A problem I had was around 15k steps my loss was stagnant. My intuition was that the learning rate is too low, there was no way for me to verify this given I was not logging things like ||update|| / ||param|| which would have helped me debug this more. So, I decided to stop training, load back the 15k checkpoint with a different scheduler (0.5*base_lr, very low warmup steps, higher minimum lr ratio) for 5000 steps. To no avail, I could not revive the run, so I decided to save some money, stop the run and leave the checkpoint as is at 15k steps.

Doing this motion allowed me to verify me checkpointing logic (although I should have tested it on 1xH100 first) and fix all the minor bugs. Major bugs mean all the 10+ hours of 8xH100 money is wasted. I don't enjoy YOLO runs and this one did not work.

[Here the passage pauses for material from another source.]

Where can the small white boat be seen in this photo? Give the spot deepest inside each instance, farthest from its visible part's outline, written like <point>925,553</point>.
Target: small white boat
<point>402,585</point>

This is my graph for the first 15,000 steps:

15k steps of training a 1B model

Overall, this was fun, however my MFU is at 18% & train throughput was at 400k tok/s which is no bueno. Running checkpointing on every layer impacted throughput a lot, however it allows me to skip gradient accumulation, so I need to consider this tradeoff in my next article.

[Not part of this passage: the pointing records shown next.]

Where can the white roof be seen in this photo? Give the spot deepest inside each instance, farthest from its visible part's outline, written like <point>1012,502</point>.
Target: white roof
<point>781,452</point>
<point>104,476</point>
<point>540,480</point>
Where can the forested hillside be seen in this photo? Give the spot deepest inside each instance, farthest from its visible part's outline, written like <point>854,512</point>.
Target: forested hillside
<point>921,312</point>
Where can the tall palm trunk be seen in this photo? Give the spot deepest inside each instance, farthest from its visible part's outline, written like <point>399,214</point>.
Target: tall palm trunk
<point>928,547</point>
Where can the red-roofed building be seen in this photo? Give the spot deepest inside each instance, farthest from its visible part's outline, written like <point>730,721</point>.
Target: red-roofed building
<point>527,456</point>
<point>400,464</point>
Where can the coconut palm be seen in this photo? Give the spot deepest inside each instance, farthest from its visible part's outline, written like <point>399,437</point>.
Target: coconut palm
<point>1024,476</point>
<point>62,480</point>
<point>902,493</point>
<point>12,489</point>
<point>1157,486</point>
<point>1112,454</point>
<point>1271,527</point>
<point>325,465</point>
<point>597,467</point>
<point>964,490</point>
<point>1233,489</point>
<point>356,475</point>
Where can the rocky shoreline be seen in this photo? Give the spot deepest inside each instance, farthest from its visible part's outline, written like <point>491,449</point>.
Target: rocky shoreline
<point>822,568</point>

Given future roadmap and the need to train more models, I want to minimize costs and inefficiency as much as possible while making my performance gains translatable to all types of models / runs. These gains will come over the next post and will be easy to test now that we have a stable, working V0 training infra.

Reflections

I have a few reflections. I started off with a massive scope but realized it's too much for a fresh codebase. I wrote this messy but working first iteration, then refined it over the course which reminds me of this picture: SpaceX's thruster optimization

It's much easier to iterate from bad to good than end up at good straight away. Don't get me wrong my repo is still far from SOTA but it provides a clear working implementation which I can abstract further later. That brings us to my second reflection, I had to rely on others' observations for learning rate, weight inits, scheduler and other hyperparams. Great researchers have a mix of empirical evidence along with mathematical intuition for what works based on 100s of past runs. It's something that I'll just have to iterate and read more papers on.

Extras

Tim Dettmers has a library called bitsandbytes which is widely used for quantization. Check this paper to learn more. Anyway, they have an AdamW8bit optimizer which is commonly used in finetuning.

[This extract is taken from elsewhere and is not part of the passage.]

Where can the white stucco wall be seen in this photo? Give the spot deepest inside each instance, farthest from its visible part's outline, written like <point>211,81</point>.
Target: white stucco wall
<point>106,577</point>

If pre-training with this over 8k+ steps converges, I can basically get away with using this 8bit version! So I brought it into my 1xH100 training run along with StableEmbedding which is the recommended setting. My reserved memory dropped by 10GB and these are my wandb runs 8bit vs fp32 AdamW: NF4 vs FP32 AdamW

At first glance, it seems like it converged even better than the fp32 variant. However, upon looking carefully, you might notice my blunder. I messed up and gave 8bit AdamW 3x the peak learning rate. Would I scrap all my results though? No, while AdamW8bit > AdamW32bit is inconclusive, AdamW8bit looks stable enough. I am planning to use it in my next run as it reduces memory while still converging.